Handling argc==0 in the kernel

Posted Feb 1, 2022 1:37 UTC (Tue) by NYKevin (subscriber, #129325) [Link]

As I explained in another comment, the caller can set argv[0] to any string it wishes, and a setuid program must not trust the caller (because the caller is unprivileged). So all setuid programs *must* behave correctly for invalid or "wrong" argv[0]. If they don't, then that's a separate vulnerability which must be fixed regardless of what the kernel does in the argc == 0 case. By coalescing the two cases into one case, you halve the number of potential vulnerabilities that application writers need to worry about.

Handling argc==0 in the kernel

Posted Feb 4, 2022 16:48 UTC (Fri) by sbaugh (guest, #103291) [Link] (2 responses)

>The first argument to execve() is the pathname being executed; that could be placed as argv[0].

Not when using execveat(fd, "", ..., AT_EMPTY_PATH)

Handling argc==0 in the kernel

Posted Feb 4, 2022 17:04 UTC (Fri) by adobriyan (subscriber, #30858) [Link]

d_path() can name any file.

Handling argc==0 in the kernel

Posted Feb 5, 2022 1:14 UTC (Sat) by mchapman (subscriber, #66589) [Link]

What is the process name -- as returned by prctl(PR_GET_NAME) -- when you do that?

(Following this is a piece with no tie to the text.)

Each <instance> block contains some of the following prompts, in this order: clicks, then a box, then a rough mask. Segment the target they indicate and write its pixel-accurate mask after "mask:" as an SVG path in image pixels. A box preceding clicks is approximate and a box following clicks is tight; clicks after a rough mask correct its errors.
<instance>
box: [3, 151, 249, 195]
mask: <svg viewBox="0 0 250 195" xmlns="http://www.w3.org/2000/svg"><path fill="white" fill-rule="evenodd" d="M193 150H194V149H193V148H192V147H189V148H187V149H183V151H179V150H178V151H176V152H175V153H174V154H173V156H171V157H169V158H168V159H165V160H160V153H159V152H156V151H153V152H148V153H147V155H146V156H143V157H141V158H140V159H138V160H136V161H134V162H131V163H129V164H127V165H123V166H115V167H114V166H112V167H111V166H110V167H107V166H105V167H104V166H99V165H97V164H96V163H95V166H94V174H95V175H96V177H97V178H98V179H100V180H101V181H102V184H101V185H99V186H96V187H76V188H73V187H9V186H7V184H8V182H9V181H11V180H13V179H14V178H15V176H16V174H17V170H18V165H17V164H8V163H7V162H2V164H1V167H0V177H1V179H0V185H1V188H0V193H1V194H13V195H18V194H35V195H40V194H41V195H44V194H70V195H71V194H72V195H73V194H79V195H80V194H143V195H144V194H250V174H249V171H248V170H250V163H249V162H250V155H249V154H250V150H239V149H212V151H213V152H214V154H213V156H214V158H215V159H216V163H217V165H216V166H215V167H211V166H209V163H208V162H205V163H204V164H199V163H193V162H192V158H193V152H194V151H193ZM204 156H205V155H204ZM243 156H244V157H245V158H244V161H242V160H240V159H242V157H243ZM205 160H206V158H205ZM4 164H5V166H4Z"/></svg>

It seems like whatever it chooses would be an appropriate thing to default argv[0] to.

Handling argc==0 in the kernel

Posted Jan 29, 2022 0:06 UTC (Sat) by ariadne (subscriber, #138312) [Link]

In the argv construction case, I suggested {bprm->filename, NULL} which is even better than that. But the conversation shifted back to "lets just see if we can reject this entirely," so let's see how that plays out first.